I see there are several very useful threads on how to darken the cladding. Rather that make duplicates on each thread. I thought I would post this here. I hope the people with ongoing thread update their pics I am watching closely.
I am also hoping that a understanding of the problem will help those people develop a fix. With the knowledge it will very likely never completely go away.
In the rubber industry we would call that "greying" Bloom. And plastics are very similar in process as rubber/
The bloom is not the fading of the color from the sun. Although sunlight does draw it out faster. A vx that had been stored its entire life in a dark room would eventually bloom.
The bloom is typically a compound in the raw plastic or rubber. Most if the time it is either a filler. An ingredient that shouldn't effect testing properties that make for larger batches (like adding water to whiskey) or a mold release agent. To allow the product to be removed from molding without tearing.

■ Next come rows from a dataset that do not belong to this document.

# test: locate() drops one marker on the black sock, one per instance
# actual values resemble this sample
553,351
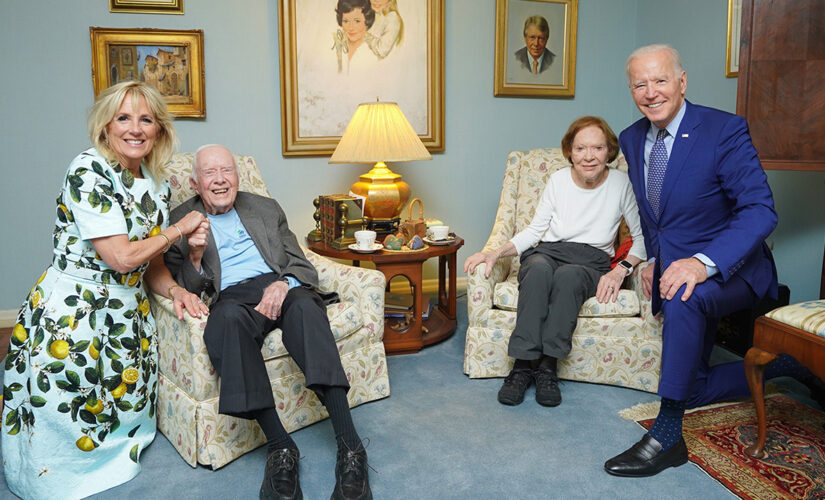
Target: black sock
276,436
522,364
335,400
667,429
547,362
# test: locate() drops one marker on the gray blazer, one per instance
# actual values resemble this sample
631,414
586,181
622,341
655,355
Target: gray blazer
266,224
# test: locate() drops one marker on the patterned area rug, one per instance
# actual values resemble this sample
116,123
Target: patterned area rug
717,437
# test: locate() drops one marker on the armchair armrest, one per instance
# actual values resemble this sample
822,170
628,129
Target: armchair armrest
364,287
181,349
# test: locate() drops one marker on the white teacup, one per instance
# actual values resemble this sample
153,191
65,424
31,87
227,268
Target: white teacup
439,232
365,239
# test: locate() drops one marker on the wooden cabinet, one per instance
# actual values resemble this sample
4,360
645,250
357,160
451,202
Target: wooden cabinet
781,88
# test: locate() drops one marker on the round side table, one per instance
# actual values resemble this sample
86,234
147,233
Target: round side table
409,336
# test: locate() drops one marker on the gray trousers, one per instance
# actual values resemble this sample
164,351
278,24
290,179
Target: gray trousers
554,281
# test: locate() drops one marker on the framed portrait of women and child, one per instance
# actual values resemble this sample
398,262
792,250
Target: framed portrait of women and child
337,54
536,48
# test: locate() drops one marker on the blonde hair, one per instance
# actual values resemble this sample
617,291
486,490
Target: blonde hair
108,103
392,6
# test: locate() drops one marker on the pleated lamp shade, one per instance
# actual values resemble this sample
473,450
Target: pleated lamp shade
379,132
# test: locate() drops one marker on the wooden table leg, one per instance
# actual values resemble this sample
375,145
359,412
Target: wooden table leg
447,297
755,362
409,338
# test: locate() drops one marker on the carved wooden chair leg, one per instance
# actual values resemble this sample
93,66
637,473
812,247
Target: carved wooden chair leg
755,362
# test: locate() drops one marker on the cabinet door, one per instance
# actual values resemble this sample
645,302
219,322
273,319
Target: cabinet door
781,89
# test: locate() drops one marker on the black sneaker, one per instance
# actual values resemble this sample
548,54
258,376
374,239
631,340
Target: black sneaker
512,390
281,476
352,480
547,387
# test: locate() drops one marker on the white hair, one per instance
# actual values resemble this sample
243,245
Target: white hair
194,173
675,58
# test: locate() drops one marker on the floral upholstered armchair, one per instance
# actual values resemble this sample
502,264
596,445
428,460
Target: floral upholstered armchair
615,343
188,394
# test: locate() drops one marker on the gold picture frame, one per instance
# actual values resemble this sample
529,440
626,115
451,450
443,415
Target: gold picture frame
147,6
733,38
519,74
318,96
170,60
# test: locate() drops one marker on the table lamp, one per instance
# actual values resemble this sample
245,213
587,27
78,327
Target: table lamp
379,132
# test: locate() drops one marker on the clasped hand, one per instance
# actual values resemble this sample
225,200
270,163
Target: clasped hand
477,258
191,303
609,285
273,299
689,272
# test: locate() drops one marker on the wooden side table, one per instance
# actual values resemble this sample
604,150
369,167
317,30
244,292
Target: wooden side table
402,337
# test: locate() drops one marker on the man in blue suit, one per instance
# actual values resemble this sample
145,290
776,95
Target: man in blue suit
706,210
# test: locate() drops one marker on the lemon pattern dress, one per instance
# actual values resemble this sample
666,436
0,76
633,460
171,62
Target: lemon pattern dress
80,380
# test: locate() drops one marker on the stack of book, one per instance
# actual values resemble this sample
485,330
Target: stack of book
399,305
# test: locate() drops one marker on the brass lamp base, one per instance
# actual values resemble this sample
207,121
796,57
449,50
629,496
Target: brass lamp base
383,227
384,192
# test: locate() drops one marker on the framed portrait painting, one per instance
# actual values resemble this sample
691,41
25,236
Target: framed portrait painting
169,60
734,26
536,48
337,54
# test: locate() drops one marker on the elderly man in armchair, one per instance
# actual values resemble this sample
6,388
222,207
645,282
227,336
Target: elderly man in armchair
247,262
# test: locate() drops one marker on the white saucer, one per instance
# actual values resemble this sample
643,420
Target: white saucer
445,241
375,246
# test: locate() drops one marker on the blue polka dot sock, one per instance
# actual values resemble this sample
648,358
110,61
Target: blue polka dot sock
667,429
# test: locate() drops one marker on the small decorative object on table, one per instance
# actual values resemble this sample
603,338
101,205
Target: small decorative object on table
316,234
414,227
340,216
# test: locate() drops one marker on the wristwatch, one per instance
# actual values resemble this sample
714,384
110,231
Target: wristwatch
627,265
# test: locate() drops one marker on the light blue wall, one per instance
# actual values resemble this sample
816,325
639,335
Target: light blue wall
45,90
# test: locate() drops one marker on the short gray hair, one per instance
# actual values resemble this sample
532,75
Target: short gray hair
194,173
675,58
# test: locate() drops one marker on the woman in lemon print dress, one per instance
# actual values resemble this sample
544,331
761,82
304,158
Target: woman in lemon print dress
80,378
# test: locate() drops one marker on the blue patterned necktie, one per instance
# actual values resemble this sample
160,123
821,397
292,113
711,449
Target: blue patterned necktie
656,166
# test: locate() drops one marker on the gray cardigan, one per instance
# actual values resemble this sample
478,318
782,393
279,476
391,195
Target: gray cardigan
266,224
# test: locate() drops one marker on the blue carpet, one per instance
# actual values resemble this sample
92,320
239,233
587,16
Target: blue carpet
443,436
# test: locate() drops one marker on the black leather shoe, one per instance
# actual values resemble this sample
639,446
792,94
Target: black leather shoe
516,383
547,387
646,458
281,476
352,480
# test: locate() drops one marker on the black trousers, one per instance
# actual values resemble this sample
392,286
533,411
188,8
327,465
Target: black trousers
235,333
555,279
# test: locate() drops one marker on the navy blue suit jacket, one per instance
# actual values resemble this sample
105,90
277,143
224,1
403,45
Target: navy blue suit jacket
715,199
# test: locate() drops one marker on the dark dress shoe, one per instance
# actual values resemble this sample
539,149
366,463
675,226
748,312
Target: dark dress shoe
547,387
514,386
352,480
281,476
646,458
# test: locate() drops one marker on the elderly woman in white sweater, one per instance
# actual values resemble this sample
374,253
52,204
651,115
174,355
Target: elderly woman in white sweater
565,257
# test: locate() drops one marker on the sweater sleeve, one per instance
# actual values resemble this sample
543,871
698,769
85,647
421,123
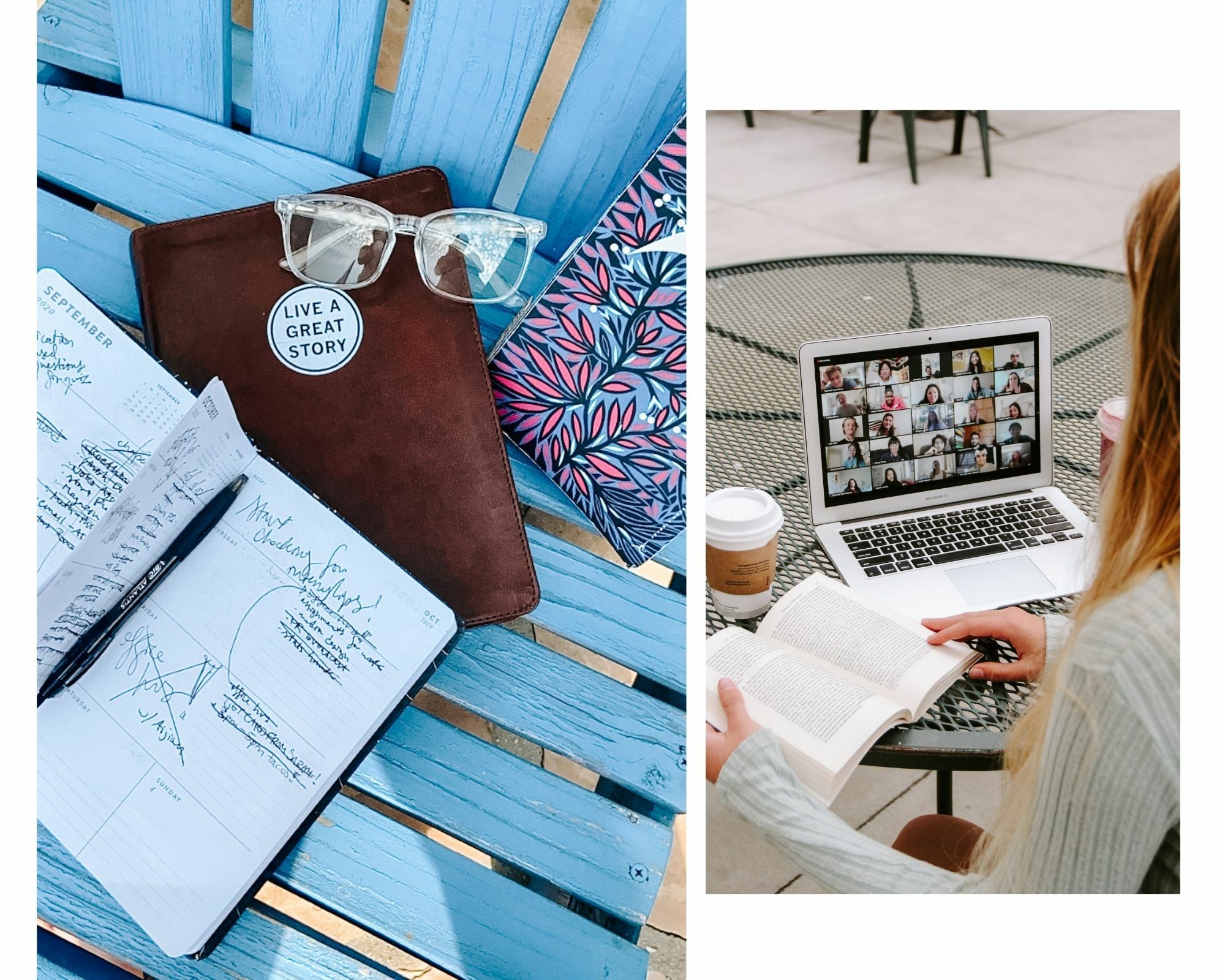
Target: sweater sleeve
1058,630
1108,782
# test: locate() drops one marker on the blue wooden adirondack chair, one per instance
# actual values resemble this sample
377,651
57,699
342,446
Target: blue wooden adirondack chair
213,117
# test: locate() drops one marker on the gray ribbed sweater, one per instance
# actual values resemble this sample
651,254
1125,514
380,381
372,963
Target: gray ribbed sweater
1107,808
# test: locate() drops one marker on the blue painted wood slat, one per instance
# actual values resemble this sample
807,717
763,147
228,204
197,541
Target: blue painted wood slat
78,36
465,84
611,611
313,72
157,165
625,94
61,960
445,908
91,253
257,948
520,813
611,728
176,55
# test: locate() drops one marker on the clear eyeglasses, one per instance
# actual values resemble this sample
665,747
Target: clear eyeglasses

The effectiveness of the products we are using is not how well they protect from the environment. But rather keeping this compound from leaching to the surface. The best way to hold the bloom at bay is with paint type of products. Because they hold it in. But paint on a simi rigid product is sketchy at best.

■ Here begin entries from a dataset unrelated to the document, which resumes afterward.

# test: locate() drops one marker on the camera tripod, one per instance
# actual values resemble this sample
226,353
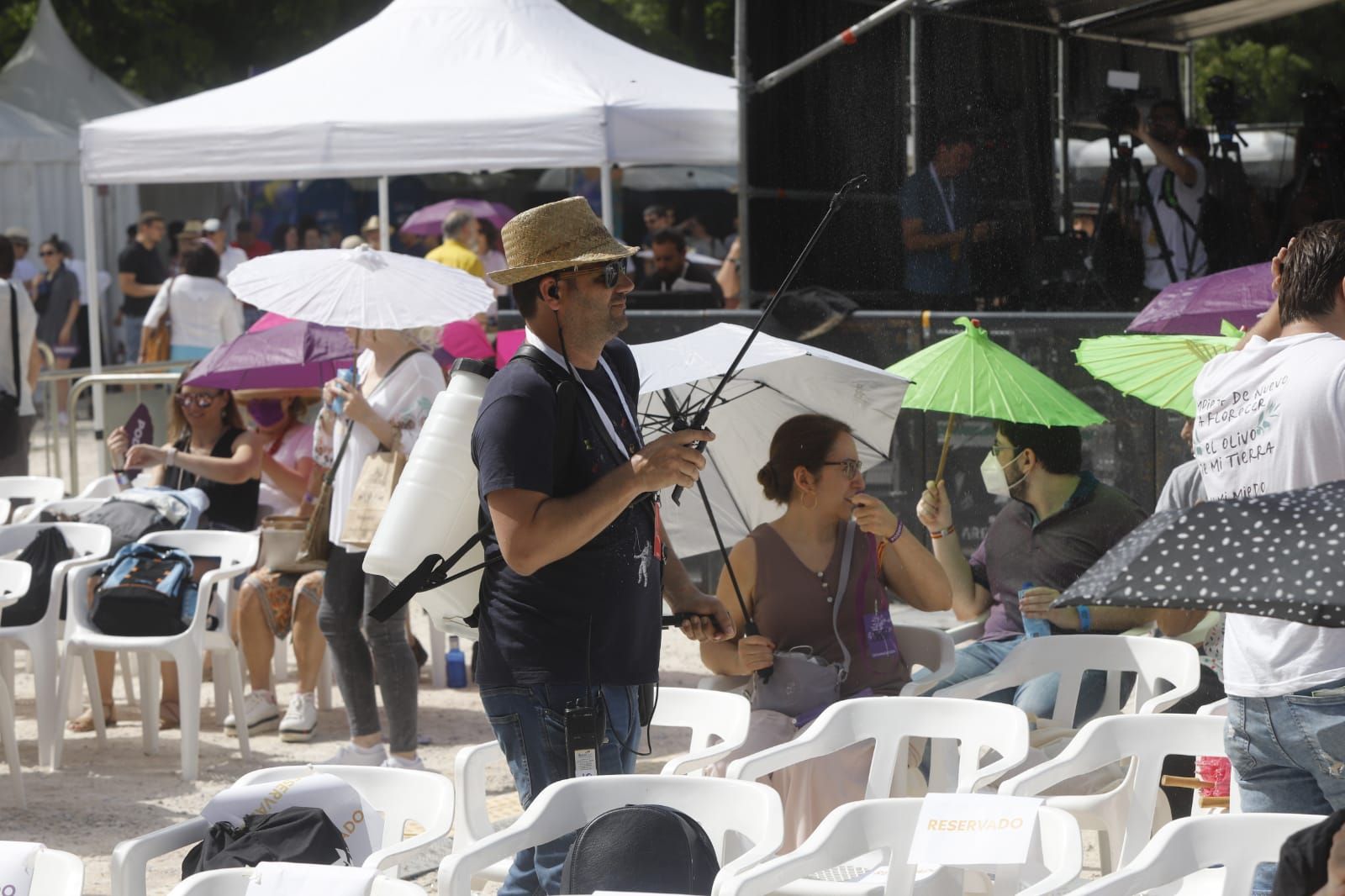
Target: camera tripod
1122,167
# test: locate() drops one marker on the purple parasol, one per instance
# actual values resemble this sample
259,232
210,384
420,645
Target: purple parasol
1197,307
428,221
291,356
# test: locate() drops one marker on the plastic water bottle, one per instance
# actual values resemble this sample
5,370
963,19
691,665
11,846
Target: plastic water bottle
1033,627
456,663
345,374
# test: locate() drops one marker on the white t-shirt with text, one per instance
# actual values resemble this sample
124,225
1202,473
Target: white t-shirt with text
1269,419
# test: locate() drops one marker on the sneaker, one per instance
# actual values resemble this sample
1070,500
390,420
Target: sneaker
397,762
260,710
353,755
300,719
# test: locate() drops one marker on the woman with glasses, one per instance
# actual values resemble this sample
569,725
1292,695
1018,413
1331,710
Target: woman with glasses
58,306
790,571
210,450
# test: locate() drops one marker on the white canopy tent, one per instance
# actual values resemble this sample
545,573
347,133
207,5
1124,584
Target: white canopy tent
501,84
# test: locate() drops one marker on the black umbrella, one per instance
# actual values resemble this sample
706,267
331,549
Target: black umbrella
1274,555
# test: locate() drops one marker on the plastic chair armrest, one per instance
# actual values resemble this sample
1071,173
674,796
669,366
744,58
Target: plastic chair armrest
470,818
131,857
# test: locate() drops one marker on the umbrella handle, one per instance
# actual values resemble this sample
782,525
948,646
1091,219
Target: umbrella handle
947,444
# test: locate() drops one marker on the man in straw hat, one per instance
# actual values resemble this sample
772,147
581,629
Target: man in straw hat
575,609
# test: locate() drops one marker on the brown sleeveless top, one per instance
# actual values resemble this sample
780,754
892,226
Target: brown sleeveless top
791,607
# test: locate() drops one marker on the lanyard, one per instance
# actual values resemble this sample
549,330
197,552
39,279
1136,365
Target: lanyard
533,340
947,199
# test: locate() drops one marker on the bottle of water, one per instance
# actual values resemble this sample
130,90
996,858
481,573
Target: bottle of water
456,663
1033,627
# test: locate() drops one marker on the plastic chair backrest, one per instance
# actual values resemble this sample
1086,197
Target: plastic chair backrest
889,825
400,797
1147,741
1153,660
743,820
35,488
708,714
891,721
1239,842
235,882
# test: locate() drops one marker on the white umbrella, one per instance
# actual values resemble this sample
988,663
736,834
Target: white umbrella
778,380
360,288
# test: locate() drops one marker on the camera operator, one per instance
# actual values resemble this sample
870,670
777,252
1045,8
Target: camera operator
938,222
569,623
1177,185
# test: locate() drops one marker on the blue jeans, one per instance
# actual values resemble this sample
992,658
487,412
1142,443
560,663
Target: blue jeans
1036,696
1289,755
131,329
529,724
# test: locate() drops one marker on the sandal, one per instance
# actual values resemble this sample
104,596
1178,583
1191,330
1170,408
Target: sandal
170,716
84,723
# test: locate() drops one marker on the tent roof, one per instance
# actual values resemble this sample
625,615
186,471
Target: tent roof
29,138
51,78
432,85
1167,20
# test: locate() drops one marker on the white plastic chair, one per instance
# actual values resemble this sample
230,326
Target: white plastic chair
57,873
891,723
709,714
728,810
920,646
15,576
1153,660
1190,845
35,488
237,553
235,882
398,794
1129,813
889,825
89,544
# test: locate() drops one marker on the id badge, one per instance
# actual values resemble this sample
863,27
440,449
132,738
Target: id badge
878,635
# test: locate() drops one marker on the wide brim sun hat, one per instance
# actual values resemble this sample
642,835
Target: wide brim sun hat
558,235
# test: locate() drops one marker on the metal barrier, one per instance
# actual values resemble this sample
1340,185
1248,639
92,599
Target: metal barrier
134,376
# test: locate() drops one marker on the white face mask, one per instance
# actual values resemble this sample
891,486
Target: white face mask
994,477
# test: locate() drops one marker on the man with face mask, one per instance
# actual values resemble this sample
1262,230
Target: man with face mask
1059,522
1177,185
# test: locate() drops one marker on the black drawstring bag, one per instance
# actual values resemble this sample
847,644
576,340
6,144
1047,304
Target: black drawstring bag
649,849
295,835
42,553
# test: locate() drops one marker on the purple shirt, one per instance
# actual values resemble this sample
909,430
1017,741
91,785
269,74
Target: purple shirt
1049,553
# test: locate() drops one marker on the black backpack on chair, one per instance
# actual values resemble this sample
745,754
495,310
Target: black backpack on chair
650,849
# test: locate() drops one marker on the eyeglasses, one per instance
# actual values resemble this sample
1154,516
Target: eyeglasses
612,272
851,468
199,398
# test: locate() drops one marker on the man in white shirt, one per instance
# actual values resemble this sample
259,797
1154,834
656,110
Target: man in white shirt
229,256
1269,419
15,298
1177,185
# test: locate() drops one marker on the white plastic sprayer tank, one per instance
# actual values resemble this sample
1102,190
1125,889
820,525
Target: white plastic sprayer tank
435,505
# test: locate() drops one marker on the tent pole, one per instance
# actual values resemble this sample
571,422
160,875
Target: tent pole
91,199
383,224
1063,128
740,71
605,187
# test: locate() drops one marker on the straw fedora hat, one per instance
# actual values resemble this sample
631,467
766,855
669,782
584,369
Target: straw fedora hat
556,237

The reason stuff blooms is because whether its plastic or rubber. None of the things are fully cured. Rubber can be as low as 60% cured, not sure about plastic but I am sure its state of cure would not be 100%. Because 100% would make the rubber or plastic brittle. This is why heat guns are pretty effective at making it stay away longer.
We used to use Toluene to remove. Which by the way is absorbed through your genitals like 200% faster than you hands (to much free time in the lab with the MSDS books) It will remove bloom. But it will do nothing to hold it at bay.